Books by Iris Keltz

Unexpected Bride In The Promised Land

Journeys in Palestine and Israel

$19.95 paperback, $7.99 eBook

After hitchhiking from Paris to Jerusalem, Jordan in 1967, Iris Keltz had to wait three days for permission to cross a U.N. checkpoint into Jerusalem, Israel. That was enough time for this young Jewish woman from New York to meet a Palestinian poet, musician, and world traveler. After a whirlwind courtship of less than three weeks, they married and were planning their honeymoon when the Six Day War broke out. The day Israeli soldiers barged into the basement apartment where the newlyweds had found sanctuary with other Palestinians, Iris was frozen with fear. She meant to cry out, “I’m Jewish, American and these are my friends.” Her silence that day compelled her to write this book.

Scrapbook of a Taos Hippie:

Tribal Tales from the Heart of a Cultural Revolution

The ’60s-the music, the clothes, political and sexual idealism-were a watershed in the way America sees itself. Hippie culture was at the very zenith of that watershed, and Taos was its beating heart, a Mecca which beckoned young pilgrims from all over the country. Iris Keltz was one of the pilgrims who went to Taos in the 60s. She stayed to become a folk historian of the tribe. She began writing her stories down and transcribing the stories of her friends, and slowly the book was born.

Iris’ book has the old-time vibes of a family scrapbook, a marvelous collection of stories and oral histories from the people who lived in the communes that flourished in Taos-Morningstar, New Buffalo, Lama, Reality Construction Company, and others. Now, decades later, they talk openly about communal life, about making adobes and growing gardens, about natural childbirth and raising children, about New Age mysticism and the Native American Church, about money and food stamps, about regret and what’s been learned.

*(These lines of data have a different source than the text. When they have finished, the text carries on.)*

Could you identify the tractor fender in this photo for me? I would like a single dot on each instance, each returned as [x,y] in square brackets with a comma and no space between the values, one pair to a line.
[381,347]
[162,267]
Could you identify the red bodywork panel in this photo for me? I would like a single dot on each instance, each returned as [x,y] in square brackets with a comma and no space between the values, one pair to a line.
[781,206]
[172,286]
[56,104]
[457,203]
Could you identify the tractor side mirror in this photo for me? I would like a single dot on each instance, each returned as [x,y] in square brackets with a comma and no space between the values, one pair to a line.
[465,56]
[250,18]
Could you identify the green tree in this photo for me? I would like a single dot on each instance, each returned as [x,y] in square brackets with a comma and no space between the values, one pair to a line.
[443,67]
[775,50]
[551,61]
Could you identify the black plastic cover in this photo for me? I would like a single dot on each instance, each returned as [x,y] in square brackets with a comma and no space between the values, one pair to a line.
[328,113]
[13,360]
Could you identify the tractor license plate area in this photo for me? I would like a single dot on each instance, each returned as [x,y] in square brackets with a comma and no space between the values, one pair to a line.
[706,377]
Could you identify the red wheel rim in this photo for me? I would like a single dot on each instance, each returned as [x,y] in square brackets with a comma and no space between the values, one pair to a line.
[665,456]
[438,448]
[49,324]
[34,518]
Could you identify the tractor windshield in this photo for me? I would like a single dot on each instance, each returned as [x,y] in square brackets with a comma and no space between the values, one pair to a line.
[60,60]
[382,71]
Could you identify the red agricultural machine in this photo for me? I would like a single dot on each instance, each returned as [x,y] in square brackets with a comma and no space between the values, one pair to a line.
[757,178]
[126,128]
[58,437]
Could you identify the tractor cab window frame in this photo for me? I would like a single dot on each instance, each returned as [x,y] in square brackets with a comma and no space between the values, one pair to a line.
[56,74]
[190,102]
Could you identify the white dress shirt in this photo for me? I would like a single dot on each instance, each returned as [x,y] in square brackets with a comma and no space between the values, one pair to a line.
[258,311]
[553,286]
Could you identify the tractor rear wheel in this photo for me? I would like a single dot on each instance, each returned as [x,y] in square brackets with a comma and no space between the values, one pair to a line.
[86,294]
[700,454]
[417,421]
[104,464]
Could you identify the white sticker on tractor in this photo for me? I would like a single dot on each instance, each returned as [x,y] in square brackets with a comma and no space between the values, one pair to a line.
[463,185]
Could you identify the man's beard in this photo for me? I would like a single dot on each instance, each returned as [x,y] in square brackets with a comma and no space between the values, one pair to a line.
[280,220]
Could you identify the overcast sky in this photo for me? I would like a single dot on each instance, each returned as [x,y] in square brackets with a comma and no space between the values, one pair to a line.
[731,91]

Scrapbook of a Taos Hippie is full of wonderful then-and-now photographs with up-to-date biographies, newspaper articles and other memorabilia that the reader a true sense of the passionate life of hipies during the great flowering of communes in New Mexico.

Iris Keltz got the idea for this book because her kids kept begging, “Tell us about your hippie days, Mom.” 

Reviews

Psychedelic Taos Time Machine

“This book is a fantastic read – especially for anyone with ties to northern NM. I lived there in the 90s and 2000s and knew a bunch of the people who were interviewed and in the stories. It explains a lot of things about the early commune days and some of the highly entertaining personalities and places central to the NM hippie scene. I just couldn’t put it down and it left me with the sunny, happy feeling of resting my back against a warm adobe wall with friends while watching the sun set in a blaze of glorious colors. The Gay 90s Hondo bar story made me laugh so hard that I actually fell off my couch! I know, I know… nothing lasts – but this book might be the closest we’ll ever get to a time machine. Thanks Iris!

–Amazon Review

An important read for anyone interested in finding hope in what seems to be a hopeless situation

“I thank Iris for sharing her unique story with us and for inviting us into her heart. In her personal story, Iris lays bear her feelings and her thoughts about an injustice that she experienced first hand to the very people she grew up believing were her natural enemies. Among her “enemies” she found love and safety that changed her outlook and her approach on how to view the “others”. She carries with her the lessons she learned from her experience of being trapped in Palestine during the Six Day War till today. I am grateful to Iris for humanizing the Palestinian people and for demonstrating that the human experience is what gives people hope for a better tomorrow.